2. The U.S. Supreme Court has ruled that antitrust laws apply to NCAA athletics.
3. The University of Utah and some other NCAA Division 1-A schools in Utah are taxpayer funded institutions and I have a duty to protect and defend them against violations of the law.
4. The BCS system involves millions of dollars a year of potential revenue to these institutions that could help replace dwindling taxpayer generated general fund monies. For the 2007-2008 bowl season, the BCS Championship Series distributed about $143 million in gross income for the twelve conferences participating in the BCS System. Two million dollars went to other miscellaneous distributees. Of that $143 million in gross income, 88% went to members of the six conferences with preferred eligibility to the Championship Series Bowls (with about 65 schools participating) and 12% went to six conferences with non-preferential eligibility (with about 54 schools participating). A similar split in the distribution of Bowl Championship Series gross income occurred in prior years.
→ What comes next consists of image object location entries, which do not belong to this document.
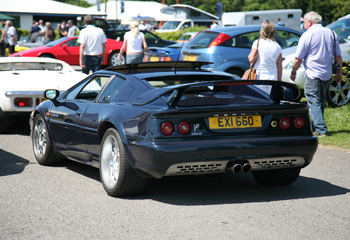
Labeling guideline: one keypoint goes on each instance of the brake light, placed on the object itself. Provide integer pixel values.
(299, 122)
(222, 37)
(164, 59)
(184, 127)
(23, 102)
(167, 128)
(284, 123)
(146, 58)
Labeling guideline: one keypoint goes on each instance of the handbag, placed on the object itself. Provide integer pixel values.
(335, 65)
(250, 74)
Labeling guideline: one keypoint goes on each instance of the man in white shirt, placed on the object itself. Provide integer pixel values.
(92, 41)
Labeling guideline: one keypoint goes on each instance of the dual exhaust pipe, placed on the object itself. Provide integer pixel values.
(237, 168)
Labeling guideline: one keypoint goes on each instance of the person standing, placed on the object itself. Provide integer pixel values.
(269, 55)
(72, 31)
(41, 25)
(49, 33)
(92, 41)
(62, 29)
(133, 41)
(2, 39)
(316, 47)
(11, 36)
(280, 23)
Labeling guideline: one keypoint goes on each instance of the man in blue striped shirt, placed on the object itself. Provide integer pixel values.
(317, 47)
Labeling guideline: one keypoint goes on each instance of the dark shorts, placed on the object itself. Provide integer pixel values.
(92, 63)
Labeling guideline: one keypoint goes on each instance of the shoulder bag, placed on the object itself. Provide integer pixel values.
(250, 74)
Additionally, the right of preferred entrance teams to act as the host venues for bowl games generates, according to the BCS, about $1.2 billion in secondary income benefits.
5. These schools, and my office, recognize the tremendous positive aspects of college sports and the great benefit a winning team can provide for the institution as well as the state.
6. If a system unreasonably restrains the opportunity of our educational institutions to freely and fairly compete to be designated as a national college football champion-a designation desired by football fans throughout the nation-such a system could unfairly deprive our institutions and my state of these important and significant revenues.
The stated purpose of the NCAA is: “to govern competition in a fair, safe, equitable and sportsmanlike manner.” Hopefully the NCAA will get back to the basics and take back I-A football and create a fair and equal playoff system. Until then the Utes have as much right as the Gators to claim that this year the best men in college football did win - in New Orleans!